ReZero-Cifar100

Unofficial verification of ReZero ResNet on cifar 100 dataset

ReZero

ReZero is All You Need: Fast Convergence at Large Depth
https://arxiv.org/abs/2003.04887

Unofficial pytorch implementation of ReZero in ResNet
https://github.com/fabio-deep/ReZero-ResNet

Trained PreAct-ResNet with Cifar100 and verified how accuracy and convergence change with and without ReZero.

Data
- cifar 100
Model
- Base model: PreAct ResNet 18, 50
  [https://arxiv.org/abs/1603.05027:title]
- Model with ReZero: All the residual connections in the base model are changed to ReZero connections.
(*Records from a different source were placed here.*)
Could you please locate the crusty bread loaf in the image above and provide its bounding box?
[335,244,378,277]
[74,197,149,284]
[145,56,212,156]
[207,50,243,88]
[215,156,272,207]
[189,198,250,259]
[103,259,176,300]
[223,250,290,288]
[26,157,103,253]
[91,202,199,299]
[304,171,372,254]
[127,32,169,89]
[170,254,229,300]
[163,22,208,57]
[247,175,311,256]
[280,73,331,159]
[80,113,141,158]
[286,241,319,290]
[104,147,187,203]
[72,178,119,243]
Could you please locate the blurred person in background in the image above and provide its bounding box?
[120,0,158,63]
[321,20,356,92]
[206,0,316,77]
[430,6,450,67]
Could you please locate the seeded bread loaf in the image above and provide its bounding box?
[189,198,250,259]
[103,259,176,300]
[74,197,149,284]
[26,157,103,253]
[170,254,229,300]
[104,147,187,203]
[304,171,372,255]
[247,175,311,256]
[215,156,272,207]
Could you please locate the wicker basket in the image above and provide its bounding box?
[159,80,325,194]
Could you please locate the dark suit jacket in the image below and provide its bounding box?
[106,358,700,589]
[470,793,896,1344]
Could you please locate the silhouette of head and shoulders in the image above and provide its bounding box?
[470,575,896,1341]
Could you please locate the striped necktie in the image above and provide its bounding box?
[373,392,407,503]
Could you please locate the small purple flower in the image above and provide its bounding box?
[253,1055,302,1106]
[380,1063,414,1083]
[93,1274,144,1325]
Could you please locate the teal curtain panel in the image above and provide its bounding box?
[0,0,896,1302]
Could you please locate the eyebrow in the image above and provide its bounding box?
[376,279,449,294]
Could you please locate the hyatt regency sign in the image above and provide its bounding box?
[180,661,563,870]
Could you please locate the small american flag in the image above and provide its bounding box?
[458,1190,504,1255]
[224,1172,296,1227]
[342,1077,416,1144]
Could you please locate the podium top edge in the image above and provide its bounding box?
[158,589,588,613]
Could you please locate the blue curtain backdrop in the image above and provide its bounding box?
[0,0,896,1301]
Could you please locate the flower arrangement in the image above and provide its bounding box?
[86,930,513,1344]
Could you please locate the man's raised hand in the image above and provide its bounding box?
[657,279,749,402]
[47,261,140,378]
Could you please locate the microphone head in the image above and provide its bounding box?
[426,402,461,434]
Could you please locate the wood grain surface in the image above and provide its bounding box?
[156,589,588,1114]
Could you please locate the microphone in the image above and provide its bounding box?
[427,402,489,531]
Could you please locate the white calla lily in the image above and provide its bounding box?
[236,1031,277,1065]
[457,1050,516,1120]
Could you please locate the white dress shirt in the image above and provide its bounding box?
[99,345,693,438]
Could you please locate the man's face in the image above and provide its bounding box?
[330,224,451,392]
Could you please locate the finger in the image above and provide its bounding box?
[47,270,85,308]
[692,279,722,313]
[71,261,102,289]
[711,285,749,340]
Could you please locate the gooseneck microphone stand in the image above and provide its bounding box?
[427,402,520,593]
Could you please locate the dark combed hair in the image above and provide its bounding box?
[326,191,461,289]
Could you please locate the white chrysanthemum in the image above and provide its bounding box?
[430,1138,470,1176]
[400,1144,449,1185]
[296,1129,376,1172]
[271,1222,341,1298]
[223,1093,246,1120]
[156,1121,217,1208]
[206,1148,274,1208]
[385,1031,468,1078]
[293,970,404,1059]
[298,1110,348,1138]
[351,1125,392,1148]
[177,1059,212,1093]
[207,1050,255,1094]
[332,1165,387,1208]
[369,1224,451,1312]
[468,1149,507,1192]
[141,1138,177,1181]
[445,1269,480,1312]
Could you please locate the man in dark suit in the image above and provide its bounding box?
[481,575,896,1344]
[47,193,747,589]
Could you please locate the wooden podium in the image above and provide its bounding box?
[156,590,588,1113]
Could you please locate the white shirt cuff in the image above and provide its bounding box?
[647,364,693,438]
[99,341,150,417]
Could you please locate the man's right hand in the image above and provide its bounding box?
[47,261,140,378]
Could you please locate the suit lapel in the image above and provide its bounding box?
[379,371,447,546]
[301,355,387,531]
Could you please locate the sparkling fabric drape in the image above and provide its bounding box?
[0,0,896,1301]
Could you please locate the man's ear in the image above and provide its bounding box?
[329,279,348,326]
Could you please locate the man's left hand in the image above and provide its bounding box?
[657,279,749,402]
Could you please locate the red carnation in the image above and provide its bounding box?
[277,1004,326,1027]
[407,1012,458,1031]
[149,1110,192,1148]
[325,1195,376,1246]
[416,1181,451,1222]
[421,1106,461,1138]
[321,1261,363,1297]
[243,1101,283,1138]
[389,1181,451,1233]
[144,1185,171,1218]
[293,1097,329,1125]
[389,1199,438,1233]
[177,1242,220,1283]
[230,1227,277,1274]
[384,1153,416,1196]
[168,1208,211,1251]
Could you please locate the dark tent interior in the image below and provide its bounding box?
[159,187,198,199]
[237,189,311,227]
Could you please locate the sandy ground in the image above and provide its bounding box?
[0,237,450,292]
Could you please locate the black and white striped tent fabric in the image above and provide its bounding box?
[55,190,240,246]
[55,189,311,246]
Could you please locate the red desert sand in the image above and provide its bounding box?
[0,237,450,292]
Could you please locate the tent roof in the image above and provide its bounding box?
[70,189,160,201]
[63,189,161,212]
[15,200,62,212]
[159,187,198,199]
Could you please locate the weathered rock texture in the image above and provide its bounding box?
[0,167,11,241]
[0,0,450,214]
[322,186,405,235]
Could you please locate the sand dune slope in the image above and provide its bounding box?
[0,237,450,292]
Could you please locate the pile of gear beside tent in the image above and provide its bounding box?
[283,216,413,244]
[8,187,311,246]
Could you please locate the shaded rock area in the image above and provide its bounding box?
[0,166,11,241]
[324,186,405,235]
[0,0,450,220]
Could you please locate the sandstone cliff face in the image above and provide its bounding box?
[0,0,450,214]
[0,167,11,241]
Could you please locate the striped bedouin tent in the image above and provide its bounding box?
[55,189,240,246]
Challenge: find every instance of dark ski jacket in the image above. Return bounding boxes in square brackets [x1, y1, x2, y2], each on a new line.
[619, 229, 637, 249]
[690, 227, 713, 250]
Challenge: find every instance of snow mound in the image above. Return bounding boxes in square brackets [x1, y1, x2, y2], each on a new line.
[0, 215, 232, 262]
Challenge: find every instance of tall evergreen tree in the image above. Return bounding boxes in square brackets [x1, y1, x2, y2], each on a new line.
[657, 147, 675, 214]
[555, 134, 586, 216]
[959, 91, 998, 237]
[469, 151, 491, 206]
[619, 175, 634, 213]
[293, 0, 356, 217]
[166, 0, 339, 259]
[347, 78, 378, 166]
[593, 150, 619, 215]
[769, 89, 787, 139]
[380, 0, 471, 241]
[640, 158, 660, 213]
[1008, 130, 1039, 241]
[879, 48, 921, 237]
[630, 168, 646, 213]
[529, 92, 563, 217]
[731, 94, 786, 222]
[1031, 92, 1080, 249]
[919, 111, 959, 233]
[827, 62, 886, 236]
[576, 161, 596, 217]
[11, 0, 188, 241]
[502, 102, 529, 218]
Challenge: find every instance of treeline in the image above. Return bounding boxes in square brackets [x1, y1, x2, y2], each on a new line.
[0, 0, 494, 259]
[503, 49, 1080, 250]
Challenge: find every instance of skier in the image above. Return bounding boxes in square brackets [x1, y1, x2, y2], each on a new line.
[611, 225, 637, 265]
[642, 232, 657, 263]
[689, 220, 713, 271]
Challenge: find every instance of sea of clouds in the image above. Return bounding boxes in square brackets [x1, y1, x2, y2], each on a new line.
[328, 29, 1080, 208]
The initial value of residual weight α is 0.
- Model with ReZero (personally improved version) : All the residual connections in the base model have been changed to ReZero connections. Use tanh (α) instead of α (initial value of α is 0). To prevent α from becoming abnormally large, we used tanh (α) for the purpose of limiting the value range.
Learning method
- Cross entropy loss
- SGD, learning rate 0.1 (reduce learning rate by 0.2 for 60, 120, 160 epoch), 200 epochs, batch size 128
- Data augmentation (random flip, random shift scale rorate)

The accuracy and convergence did not improve.